ETH ETF Flow Conclusion
Applying the ETH multiplier of 26.3X, we add an additional [$2.9B*26.3] $76.3B to the existing market cap of $414B, giving us a total of $490.3B. Using the existing circulating supply of 120.2M over the next 6 months, we arrive at a price target of [490.3/120.2] $4079 for ETH. This represents an increase in the price of ETH of 18%.
Editors Note
We acknowledge many market participants have adopted a less conservative approach, predicting price increases between 30 & 60% higher. We also acknowledge that global macro conditions may influence the price of ETH.
[1] https://consensys.io/blog/sec-closes-ethereum-2-0-investigation-will-not-pursue-ethereum-enforcement
[2] At the time of writing the ETH ETFs are likely to start trading early July 2024, source Eric Balchunas
[3] Total transaction fees on the ETH network
[4] New tokens issued (non-cash) compensating validators to secure network.
[5] Token Terminal: https://tokenterminal.com/terminal/financial-statements/ethereum
[6] Net profit = Net Fees, total transactions that are burned (net of validator fees) – block rewards
[7] Source: https://www.macrotrends.net/stocks/charts/GS/goldman-sachs/net-profit-margin
[8] ETH’s incentives were slashed, and energy consumption reduced by 99.95%, as ETH moved to Proof of Stake (PoS) https://ethereum.org/en/roadmap/merge/
[9] Artemis: https://app.artemis.xyz/project/ethereum?tab=fundamentals
[10] Glass node reports Hong Kong ETF’s have seen 42.08m net inflows to ETH, vs 205.59m net flows into BTC, equating to 20% ratio as at 27th June.
DISCLAIMER
JellyC Pty Ltd is a corporate authorised representative (CAR) of TAF Capital Pty Ltd (TCPL) AFSL 425925, CAR Number 1293184. CAR has taken all reasonable care in producing all the information contained in this document.
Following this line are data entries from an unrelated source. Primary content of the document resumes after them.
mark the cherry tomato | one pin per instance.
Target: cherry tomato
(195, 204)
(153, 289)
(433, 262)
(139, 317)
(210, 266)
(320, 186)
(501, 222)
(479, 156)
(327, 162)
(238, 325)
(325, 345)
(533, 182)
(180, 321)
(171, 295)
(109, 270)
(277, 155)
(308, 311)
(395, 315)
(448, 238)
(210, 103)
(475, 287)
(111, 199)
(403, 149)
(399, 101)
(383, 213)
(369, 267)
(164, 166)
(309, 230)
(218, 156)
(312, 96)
However, CAR will not be responsible for loss or damage arising from the use of this information. Products are for wholesale investors only. This material is intended for illustrative purposes and general information only. It does not constitute financial advice nor does it take into account your investment objectives, financial situation or particular needs. You should consider the information in light of your objectives, financial situation and needs before making any decision about whether to acquire or dispose of any digital asset. Investments in digital assets can be risky and you may lose your investment. Past performance is no indication of future performance.